Following the release of the video, the city spent the next several years attempting to stop a trial. To do so, its attorneys invoked qualified immunity, the legal doctrine that prevents civil suits against state and local government employees from proceeding if the misconduct alleged was not “clearly established” with near-exactitude in a prior court precedent. In the summer of 2020, the U.S. District Court of the Northern District of Texas awarded all the officers qualified immunity; that ruling was ultimately overturned by the U.S. Court of Appeals for the 5th Circuit in December 2021. In May 2022, the Supreme Court declined to hear the case.

“A jury could find that Timpa was subdued by nine minutes into the restraint and that the continued use of force was objectively unreasonable in violation of Timpa’s Fourth Amendment rights,” wrote Judge Edith Brown Clement her opinion for the 5th Circuit. “Of course, a jury may ultimately conclude the opposite: that Timpa was not subdued and that he continued to pose an immediate threat throughout his restraint…. Ultimately, it is the job of the factfinder, not of this court, to resolve those factual disputes for itself.”

In ruling as it did, the jury essentially sent the message that, while the officers’ actions were ultimately unconstitutional, the facts were more nuanced than those presented in the Timpas’ complaint. The police had still violated the Fourth Amendment, the jury concluded, but a reasonable officer could have run afoul of that standard.

That seven-year obstacle course the Timpas’ navigated to get that answer is not unique to them. Plaintiffs alleging government abuse must spend years clearing a dense thicket of hurdles, fighting appeal after appeal, for the opportunity to plead their case before a jury of their peers.

Many never make it that far. That includes a Georgia woman whose 10-year-old son was shot by an officer who was aiming at their non-threatening dog; two California men from whom officers allegedly stole $225,000 while executing a search warrant; and an elderly Georgia man whose house was wrongfully targeted in a SWAT raid. None were able to find the perfect court precedent required to circumvent qualified immunity, so none were permitted to go to trial, despite raising plausible allegations of unconstitutional conduct.

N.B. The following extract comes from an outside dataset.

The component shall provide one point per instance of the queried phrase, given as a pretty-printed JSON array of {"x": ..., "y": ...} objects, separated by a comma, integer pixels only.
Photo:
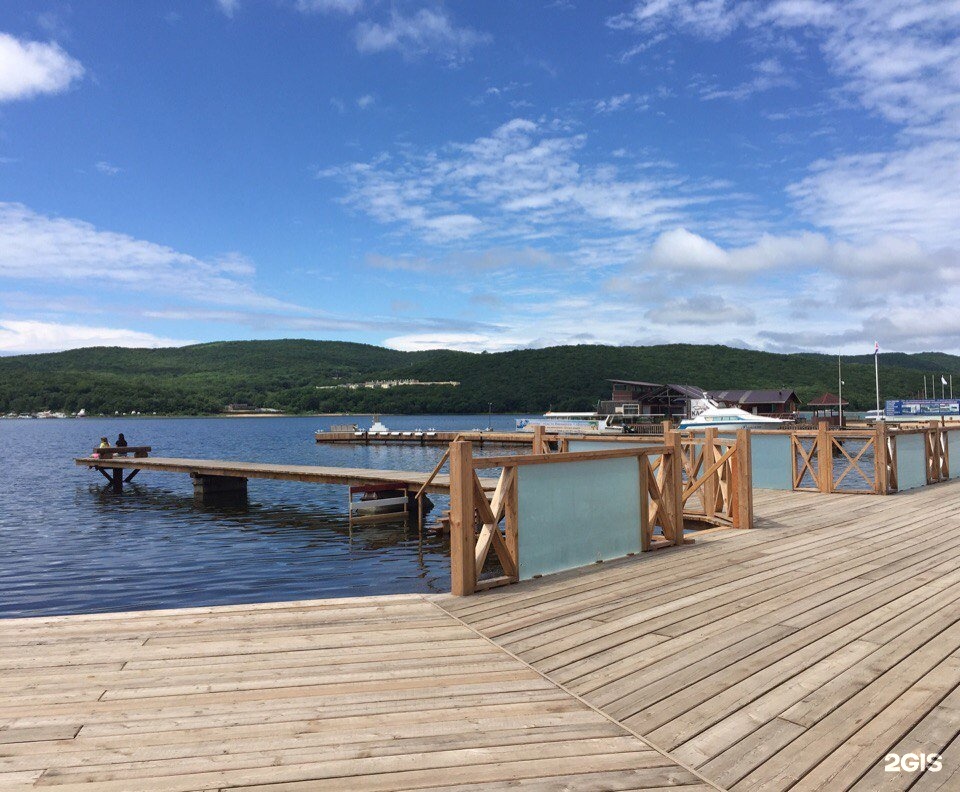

Those trials can certainly be expensive. Also expensive: making the taxpayer fund years of litigation and appeals so that other taxpayers are not able to air grievances and seek damages against the public servants whose salaries they pay. Government actors are almost always indemnified, meaning that any damages awarded are paid by the government, not the individual employee.

In her closing, Gowin zeroed in on accountability. “They’ve been accountable to you,” she said. “That is the point of a trial.” That is indeed the point. It took seven years to get there. Unfortunately, it almost didn’t happen.